Bill...  Turn the fan on its side, fire it up and blow everything under the bench.  You just created a project for the new owner.
Good luck and I'm sure that the move is something that nobody is looking forward to, but will be well worth the effort.

Bill


----------



## wrmiller (Sep 12, 2016)

I had some odd-ball pieces that I wanted to true up anyway. Now I can pack them away to be used for something useful at a later time. 

And I'm quite impressed with my little mill. I know it's only 6061, but this little guy chewed it up like it was candy and I was taking the biggest bite the face mill could handle.


----------



## wrmiller (Sep 13, 2016)

Well, good news I think. The house is under contract. Nothing found on the inspection. Now I have to figure out how to get the machines to my friend's garage before the 30th (should have bought a pick'emup truck instead of the jeep), go find a cheap house (either AZ or TX), and get us and our stuff there. What a mess. One step at a time though.


----------



## GA Gyro (Sep 13, 2016)

Hey Bill...

Have not been keeping up with your move....
Did I read you are considering Texas???  

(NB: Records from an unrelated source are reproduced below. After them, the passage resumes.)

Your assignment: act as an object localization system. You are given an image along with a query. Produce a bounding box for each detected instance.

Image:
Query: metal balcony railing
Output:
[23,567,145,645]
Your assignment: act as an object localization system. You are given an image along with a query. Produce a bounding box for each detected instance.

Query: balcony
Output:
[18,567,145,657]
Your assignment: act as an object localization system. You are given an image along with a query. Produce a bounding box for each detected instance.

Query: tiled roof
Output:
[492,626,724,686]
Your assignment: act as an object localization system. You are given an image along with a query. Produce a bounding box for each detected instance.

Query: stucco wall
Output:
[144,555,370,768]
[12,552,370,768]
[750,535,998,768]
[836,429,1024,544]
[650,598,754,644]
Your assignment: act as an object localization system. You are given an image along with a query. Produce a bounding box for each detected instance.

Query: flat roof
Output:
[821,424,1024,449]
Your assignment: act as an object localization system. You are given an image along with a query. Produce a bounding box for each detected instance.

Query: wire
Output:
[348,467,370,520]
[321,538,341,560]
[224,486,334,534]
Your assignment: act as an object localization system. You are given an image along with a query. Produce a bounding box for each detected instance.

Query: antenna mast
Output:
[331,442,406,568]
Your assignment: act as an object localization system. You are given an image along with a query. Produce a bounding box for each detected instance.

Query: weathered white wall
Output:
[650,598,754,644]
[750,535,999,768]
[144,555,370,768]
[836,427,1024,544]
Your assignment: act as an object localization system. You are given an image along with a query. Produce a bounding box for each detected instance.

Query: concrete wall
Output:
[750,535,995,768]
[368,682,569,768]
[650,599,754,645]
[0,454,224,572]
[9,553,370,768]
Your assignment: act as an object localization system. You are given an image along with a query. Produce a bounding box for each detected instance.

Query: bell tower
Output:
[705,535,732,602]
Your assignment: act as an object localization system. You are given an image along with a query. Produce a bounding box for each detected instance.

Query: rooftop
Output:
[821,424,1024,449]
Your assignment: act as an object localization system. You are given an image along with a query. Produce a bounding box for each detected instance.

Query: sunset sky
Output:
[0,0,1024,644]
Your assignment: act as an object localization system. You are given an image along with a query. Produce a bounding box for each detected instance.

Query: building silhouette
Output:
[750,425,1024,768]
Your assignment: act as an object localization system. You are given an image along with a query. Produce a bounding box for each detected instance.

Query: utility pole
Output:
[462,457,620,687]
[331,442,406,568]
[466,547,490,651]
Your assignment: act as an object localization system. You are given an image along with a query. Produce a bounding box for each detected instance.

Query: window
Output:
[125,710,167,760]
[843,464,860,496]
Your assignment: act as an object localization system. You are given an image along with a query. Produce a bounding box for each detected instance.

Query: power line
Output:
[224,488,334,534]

Thought you had AZ as your goal...


----------



## wrmiller (Sep 14, 2016)

"Thought you had AZ as your goal..."

I did.

But the combination of my 'early termination' at work (needed a couple more years minimum darn it...), a softening real estate market here, and the tidal wave of people moving to AZ may make it out of my reach financially. So I'm looking at TX as a possibility. Abilene area is of interest to me. Can't take the humidity of East Texas or states further East. No way I could handle GA...


----------